New album by Gabriel Paiuk
ACPA alumnus Gabriel Paiuk is releasing a new album, titled Degrees of Transparency, on the Unsounds label.
This album is the second volume in a collection resulting from the collaboration between Unsounds and Echonance Festival in Amsterdam, coming just one year after the first volume dedicated to the music of Phil Niblock. It will be officially launched on February 7th in the context of the third Echonance festival at the Orgelpark in Amsterdam.
The album comprises two pieces composed by Gabriel Paiuk and premiered at last year's Echonance 2024 edition: Rhythm, Presence, Voice, a piece for piano and string quartet perfomed by pianist Reinier van Houdt and the Maurice String Quartet: Georgia Privitera & Laura Bertolino, violin, Francesco Vernero, viola and Aline Privitera, cello, and Degrees of Transparency, an electronic piece based on field recordings and recordings of Paiuk's piano improvisations. Both pieces share, although from very different perspectives, a focus on the piano, its acoustic imprint and mechanics, as well as an exploration on how sound takes part in different processes of mediation.
Rhythm, Presence, Voice is a piece dedicated to composer Peter Ablinger and Jazz composer and pianist Andrew Hill. The piece taps into the extensive history of the relation between language, meaning and music. Often this relationship is bound to the habitual setting of words into music. In those cases, meaning is presumed to emerge from the capacity of language to refer to entities or events in the world. Nonetheless, language also produces meaning through rhythm (prosody), melodic articulations (intonation), stresses, pauses and the fundamental possibility of coupling different sensing agents. Rhythm, Presence, Voice delves into the space in-between music and language, exploring the material and rhythmical qualities of prosody as a realm where the possibility of meaning appears.
Degrees of Transparency is part of a series of works Paiuk elaborated in the past decade that explore the material and spatial aspects of sound as they are rendered by sound reproduction technologies.

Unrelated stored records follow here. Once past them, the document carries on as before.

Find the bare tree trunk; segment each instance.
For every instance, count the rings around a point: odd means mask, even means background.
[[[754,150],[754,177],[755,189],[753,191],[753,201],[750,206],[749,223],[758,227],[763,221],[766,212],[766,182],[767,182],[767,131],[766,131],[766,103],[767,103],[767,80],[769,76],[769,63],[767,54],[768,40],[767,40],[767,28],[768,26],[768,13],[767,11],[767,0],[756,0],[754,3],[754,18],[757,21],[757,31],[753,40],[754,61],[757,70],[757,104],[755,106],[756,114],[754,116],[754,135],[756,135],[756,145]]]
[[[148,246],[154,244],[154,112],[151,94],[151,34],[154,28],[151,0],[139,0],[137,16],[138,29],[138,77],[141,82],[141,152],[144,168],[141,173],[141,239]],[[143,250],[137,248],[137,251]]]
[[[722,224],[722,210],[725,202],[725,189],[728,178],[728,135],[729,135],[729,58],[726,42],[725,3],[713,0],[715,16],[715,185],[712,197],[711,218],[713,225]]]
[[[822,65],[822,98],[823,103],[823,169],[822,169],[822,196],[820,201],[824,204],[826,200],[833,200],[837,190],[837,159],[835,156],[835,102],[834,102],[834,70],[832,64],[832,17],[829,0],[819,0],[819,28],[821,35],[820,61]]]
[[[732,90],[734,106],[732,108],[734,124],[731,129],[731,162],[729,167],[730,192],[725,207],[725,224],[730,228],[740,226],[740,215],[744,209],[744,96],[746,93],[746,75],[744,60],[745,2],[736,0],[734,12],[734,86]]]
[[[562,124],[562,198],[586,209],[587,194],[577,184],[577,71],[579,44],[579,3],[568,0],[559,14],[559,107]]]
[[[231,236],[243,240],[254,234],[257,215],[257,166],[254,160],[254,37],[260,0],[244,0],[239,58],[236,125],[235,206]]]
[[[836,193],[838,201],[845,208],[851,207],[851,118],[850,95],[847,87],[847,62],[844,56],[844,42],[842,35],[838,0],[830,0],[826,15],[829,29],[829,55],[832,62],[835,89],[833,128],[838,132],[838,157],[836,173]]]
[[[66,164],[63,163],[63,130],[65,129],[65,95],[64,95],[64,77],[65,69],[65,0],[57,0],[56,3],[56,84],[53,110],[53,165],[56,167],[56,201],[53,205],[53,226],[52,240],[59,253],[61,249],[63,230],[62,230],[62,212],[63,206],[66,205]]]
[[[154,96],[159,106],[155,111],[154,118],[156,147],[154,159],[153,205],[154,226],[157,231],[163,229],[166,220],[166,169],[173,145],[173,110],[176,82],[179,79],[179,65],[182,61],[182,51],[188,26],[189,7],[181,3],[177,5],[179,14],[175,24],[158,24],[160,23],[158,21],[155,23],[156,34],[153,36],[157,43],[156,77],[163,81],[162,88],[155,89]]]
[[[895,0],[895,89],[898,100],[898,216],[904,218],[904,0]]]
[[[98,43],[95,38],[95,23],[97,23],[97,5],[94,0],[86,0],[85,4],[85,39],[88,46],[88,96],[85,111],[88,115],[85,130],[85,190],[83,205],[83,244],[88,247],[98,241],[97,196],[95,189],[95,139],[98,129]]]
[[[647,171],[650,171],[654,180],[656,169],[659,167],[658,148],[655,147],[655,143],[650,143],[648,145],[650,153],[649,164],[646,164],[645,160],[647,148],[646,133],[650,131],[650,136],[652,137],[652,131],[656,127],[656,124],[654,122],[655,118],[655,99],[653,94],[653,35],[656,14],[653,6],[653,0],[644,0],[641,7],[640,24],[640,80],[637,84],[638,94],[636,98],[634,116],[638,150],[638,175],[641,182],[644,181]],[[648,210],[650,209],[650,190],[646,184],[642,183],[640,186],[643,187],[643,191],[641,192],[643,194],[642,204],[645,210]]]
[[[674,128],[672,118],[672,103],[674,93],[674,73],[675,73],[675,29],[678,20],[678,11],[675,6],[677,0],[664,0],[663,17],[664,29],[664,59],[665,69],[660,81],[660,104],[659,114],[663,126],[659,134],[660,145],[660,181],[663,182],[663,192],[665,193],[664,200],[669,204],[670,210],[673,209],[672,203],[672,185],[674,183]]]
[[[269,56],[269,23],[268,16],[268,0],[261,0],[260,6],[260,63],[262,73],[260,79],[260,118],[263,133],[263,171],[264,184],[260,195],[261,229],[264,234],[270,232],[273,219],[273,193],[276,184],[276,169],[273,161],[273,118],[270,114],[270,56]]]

Given that sound is always the product of coupled material oscillations, the border between that which is distinguished as a material or as a spatial property of sound is ambiguous. As sound takes part in circuits of sound propagation and mediation – and bear traces of the artefacts and protocols of the recording and reproduction process – it simultaneously expresses material and spatial conditions that come to inform how we affectively engage with it. In Degrees of Transparency, Paiuk taps into a personal archive of field recordings and excerpts of his improvisational practice at the piano, many of them bearing traces of the contexts in which they were produced, to pose questions on the role processes of mediation play in our engagement with the realities we participate in.